K.H: I learned a lot from you. Especially in terms of soft skills, you taught me about how to behave and communicate with different kinds of people. I think that, based on your experience dealing with people from different cultures, it is interesting to learn how you mastered your soft skills so well. Also, your whole story is very interesting, such as your international experience background, your independent experience when you decided to study in the U.S at such a young age even though at that time you didn’t have sufficient competence in English, and you must have struggled with this. From here, I can see that you were also an independent young woman, so it gave me a lot of courage to trust myself, especially being in Japan where I didn’t speak Japanese very well, and to achieve whatever I want.
A.R:Did you gain a new skill or competence during your study as an IPLA and master’s student at Tohoku University?
K.H: Yes, of course, I have developed many skills. For example, I learned to be more understood by people from different cultures and respect their culture instead of immediately rejecting it. I met with many people from different cultural backgrounds in IPLA, and at first, it was kind of weird to see people doing something differently from me, which made me think about why they were doing something that wasn’t effective or efficient from my perspective. But then I started to learn and understand why they were doing this, and that it made sense based on their cultural background. From this, I started to be able to accept people basically as who they are, accept their behavior, and spend time together with them.

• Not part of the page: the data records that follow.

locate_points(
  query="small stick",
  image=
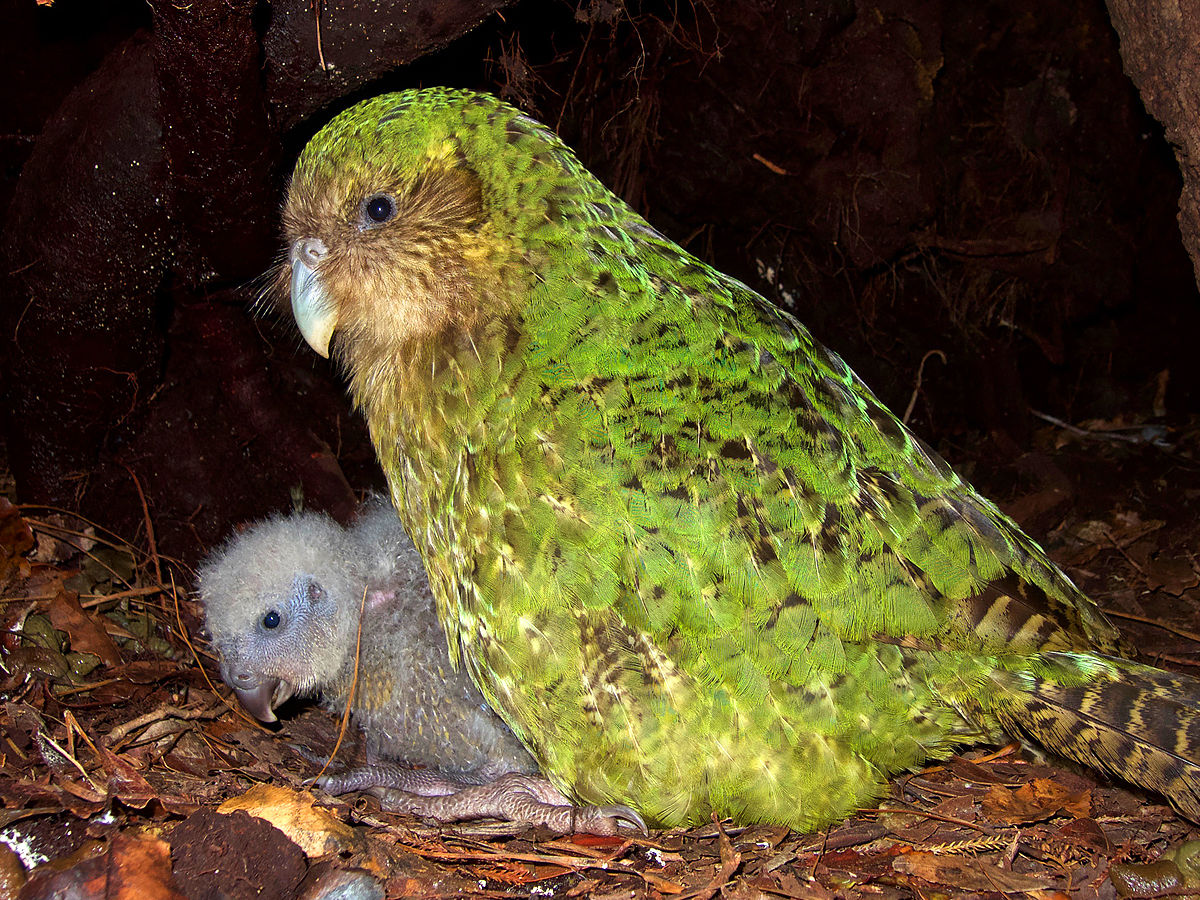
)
(1146, 621)
(354, 687)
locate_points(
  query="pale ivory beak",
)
(311, 306)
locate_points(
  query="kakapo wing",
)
(775, 594)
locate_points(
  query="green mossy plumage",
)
(681, 546)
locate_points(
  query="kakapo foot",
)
(528, 799)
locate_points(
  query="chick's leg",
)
(528, 799)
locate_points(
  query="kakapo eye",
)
(378, 209)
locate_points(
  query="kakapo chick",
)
(282, 604)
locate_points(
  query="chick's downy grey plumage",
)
(282, 603)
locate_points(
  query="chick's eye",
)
(378, 209)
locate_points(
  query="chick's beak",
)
(259, 695)
(316, 315)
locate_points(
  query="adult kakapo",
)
(679, 545)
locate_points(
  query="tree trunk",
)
(1161, 49)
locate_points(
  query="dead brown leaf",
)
(1033, 802)
(85, 633)
(139, 869)
(967, 874)
(16, 539)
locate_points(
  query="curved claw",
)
(624, 814)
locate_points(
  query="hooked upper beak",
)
(257, 694)
(316, 315)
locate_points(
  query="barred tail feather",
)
(1133, 721)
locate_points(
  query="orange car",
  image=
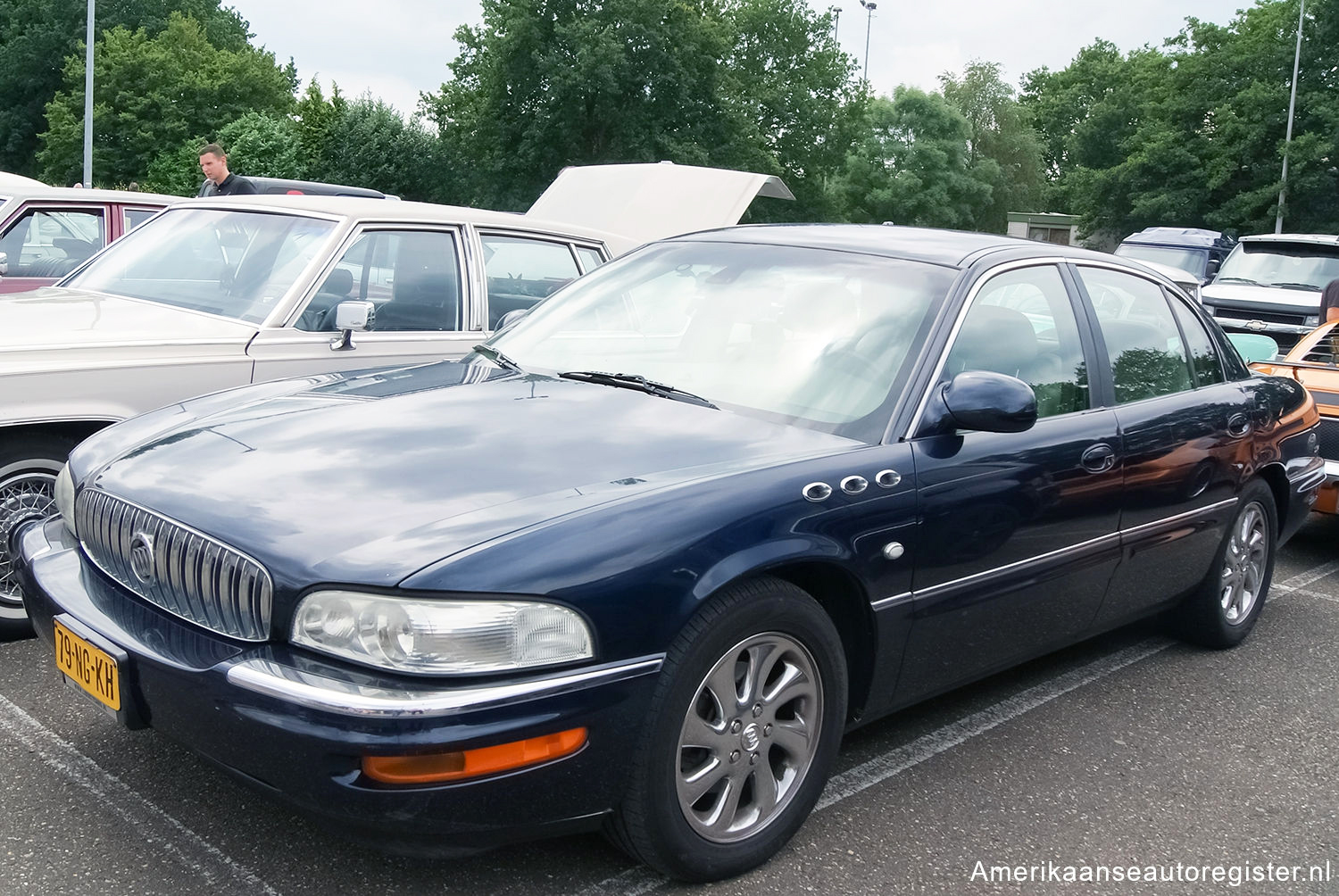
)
(1314, 361)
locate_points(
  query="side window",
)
(521, 270)
(591, 259)
(134, 217)
(1143, 342)
(1022, 323)
(1205, 361)
(51, 243)
(412, 276)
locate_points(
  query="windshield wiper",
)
(637, 382)
(498, 358)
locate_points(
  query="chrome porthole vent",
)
(854, 484)
(888, 478)
(817, 492)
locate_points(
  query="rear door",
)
(1185, 434)
(46, 241)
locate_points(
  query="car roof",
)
(374, 209)
(1328, 238)
(1178, 237)
(40, 192)
(952, 248)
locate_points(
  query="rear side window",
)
(1143, 342)
(521, 270)
(51, 243)
(1205, 361)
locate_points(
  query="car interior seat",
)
(425, 294)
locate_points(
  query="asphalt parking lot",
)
(1213, 770)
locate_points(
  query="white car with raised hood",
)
(214, 294)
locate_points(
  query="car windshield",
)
(236, 264)
(1299, 265)
(1192, 260)
(811, 336)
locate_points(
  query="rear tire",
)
(741, 737)
(29, 468)
(1227, 604)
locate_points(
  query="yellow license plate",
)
(91, 668)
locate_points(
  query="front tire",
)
(29, 468)
(1227, 604)
(742, 734)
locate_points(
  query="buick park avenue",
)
(642, 559)
(233, 291)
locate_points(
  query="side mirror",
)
(350, 316)
(1253, 347)
(988, 402)
(511, 318)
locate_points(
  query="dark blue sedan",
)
(642, 559)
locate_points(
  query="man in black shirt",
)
(219, 179)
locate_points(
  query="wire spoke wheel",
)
(23, 496)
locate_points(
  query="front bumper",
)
(297, 726)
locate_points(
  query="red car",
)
(46, 232)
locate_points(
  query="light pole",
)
(87, 179)
(1293, 102)
(869, 15)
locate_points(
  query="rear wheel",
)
(742, 734)
(1227, 604)
(29, 469)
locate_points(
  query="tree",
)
(548, 83)
(370, 145)
(37, 37)
(789, 83)
(153, 93)
(1002, 147)
(912, 166)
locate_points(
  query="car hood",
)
(37, 323)
(653, 201)
(1239, 294)
(370, 478)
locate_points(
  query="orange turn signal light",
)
(470, 764)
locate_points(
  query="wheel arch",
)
(846, 604)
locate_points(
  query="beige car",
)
(214, 294)
(46, 232)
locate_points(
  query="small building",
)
(1044, 227)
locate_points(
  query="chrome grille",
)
(179, 569)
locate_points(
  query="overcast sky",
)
(396, 48)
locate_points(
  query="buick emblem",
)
(142, 558)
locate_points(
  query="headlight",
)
(441, 636)
(64, 496)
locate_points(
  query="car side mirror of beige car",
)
(350, 316)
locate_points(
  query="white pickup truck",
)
(214, 294)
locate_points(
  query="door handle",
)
(1098, 459)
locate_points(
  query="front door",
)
(1018, 529)
(414, 280)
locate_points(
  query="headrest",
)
(339, 281)
(995, 339)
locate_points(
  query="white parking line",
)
(640, 880)
(149, 821)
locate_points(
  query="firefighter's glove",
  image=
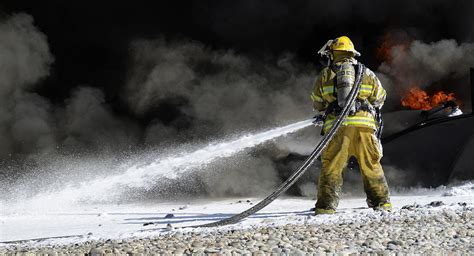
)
(318, 120)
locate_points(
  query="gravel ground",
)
(432, 229)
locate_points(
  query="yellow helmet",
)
(343, 43)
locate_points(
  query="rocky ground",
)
(431, 229)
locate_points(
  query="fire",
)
(419, 99)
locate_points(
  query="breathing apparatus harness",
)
(343, 83)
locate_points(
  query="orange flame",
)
(419, 99)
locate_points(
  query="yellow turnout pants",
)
(361, 143)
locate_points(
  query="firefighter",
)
(357, 135)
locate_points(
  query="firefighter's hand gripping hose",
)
(308, 162)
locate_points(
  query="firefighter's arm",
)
(319, 103)
(378, 95)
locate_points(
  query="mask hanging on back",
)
(345, 78)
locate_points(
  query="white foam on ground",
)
(463, 190)
(111, 187)
(109, 221)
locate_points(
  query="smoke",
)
(215, 90)
(25, 60)
(181, 92)
(177, 91)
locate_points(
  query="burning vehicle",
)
(444, 141)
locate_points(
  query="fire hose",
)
(307, 163)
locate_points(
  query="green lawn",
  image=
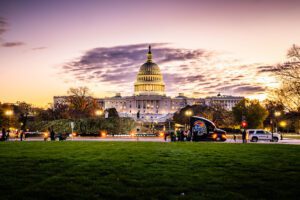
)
(148, 170)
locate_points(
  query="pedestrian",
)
(7, 134)
(177, 135)
(188, 135)
(3, 134)
(17, 135)
(21, 135)
(52, 135)
(244, 136)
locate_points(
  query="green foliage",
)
(215, 113)
(253, 112)
(148, 170)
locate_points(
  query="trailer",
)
(203, 129)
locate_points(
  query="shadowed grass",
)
(146, 170)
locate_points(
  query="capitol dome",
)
(149, 79)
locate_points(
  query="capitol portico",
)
(149, 102)
(149, 99)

Photo taken with Katharina and other International student
K.S: I am proud to hear that! Well Kathy, for your information, Tohoku University offers about 60 intercultural collaborative learning classes for international students to integrate with Japanese students. It puts Tohoku University first among national universities in Japan regarding the number of classes provided for international and domestic students. Also, it has become a core of the Tohoku University international education program over the past 10 years. I think this has become a strength of Tohoku University. However, based on an internal survey, even though we have a lot of international students, especially in engineering, we found that there are still many of them who are unable to communicate and make friends with Japanese students. So, I think it is very important to promote this class, so we start commingling both sides in one class, then we hope that mutual communication will also spread outside the campus.